I keep wanting to form some kind of housing cooperative for people seeking refuge from abusive situations, seeing as how there's currently fuck-all meaningful resources for adult survivors of childhood abuse. I know that despite this being completely nonviolent, legal, voluntary, and well-intentioned operation, that most people won't care or will actively support when some extremists decide to infiltrate and sabotage that effort. Manufactured consent and all. Why does nobody else do things like this? What has prevented the vast majority of other American leftists from simply crowdfunding their own communes, leaving the larger economy, and building their own means of production so that they aren't dependent on the rest of the world for permission to build systems of mutual aid?

  • infuziSporg [e/em/eir]
    ·
    1 year ago

    A vanguard party has failed many times, especially in the imperial core, where the capitalists in power have been absolutely running circles around democratic-centralist orgs for 80 years.

    There's a big difference between "has not worked before" and "cannot work". You cannot make a universal argument based on critically limited empirical evidence.

    The other thing about the vanguard party approach is that it demands proletarians to dedicate their lives to something that there's no guarantee they'll see the payoff from.
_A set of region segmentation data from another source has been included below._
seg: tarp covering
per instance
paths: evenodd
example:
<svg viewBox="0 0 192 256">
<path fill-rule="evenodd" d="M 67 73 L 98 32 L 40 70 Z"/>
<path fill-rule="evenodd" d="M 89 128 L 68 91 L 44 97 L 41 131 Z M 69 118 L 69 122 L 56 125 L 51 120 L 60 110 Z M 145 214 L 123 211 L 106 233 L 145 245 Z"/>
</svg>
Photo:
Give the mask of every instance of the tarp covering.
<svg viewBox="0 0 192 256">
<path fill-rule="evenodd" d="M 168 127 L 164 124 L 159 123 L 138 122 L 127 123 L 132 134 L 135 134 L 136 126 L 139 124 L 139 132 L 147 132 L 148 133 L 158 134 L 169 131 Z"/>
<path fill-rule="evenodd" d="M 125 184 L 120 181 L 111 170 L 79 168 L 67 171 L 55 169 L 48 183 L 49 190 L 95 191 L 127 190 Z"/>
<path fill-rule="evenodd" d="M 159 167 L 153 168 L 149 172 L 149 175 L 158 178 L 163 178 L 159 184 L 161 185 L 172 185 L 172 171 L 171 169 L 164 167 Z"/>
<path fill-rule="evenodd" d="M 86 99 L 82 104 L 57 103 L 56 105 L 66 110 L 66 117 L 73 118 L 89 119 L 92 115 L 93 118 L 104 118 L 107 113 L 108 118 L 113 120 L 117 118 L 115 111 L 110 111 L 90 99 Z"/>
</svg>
It's the riskiest investment, with a low expected value. With the communization strategy, you erode the territory and reach of capitalism, and while there's still a big question of how to tie the whole movement together as a revolutionary force, this is a challenge rather than an impossibility.

    I don't agree that "such activity [building communes] isn't building for the revolution". In fact I think that revolutions don't just happen because of "heightened contradictions", they happen because there are social networks in place and resources and capacities built up to make the push when an opportunity presents itself.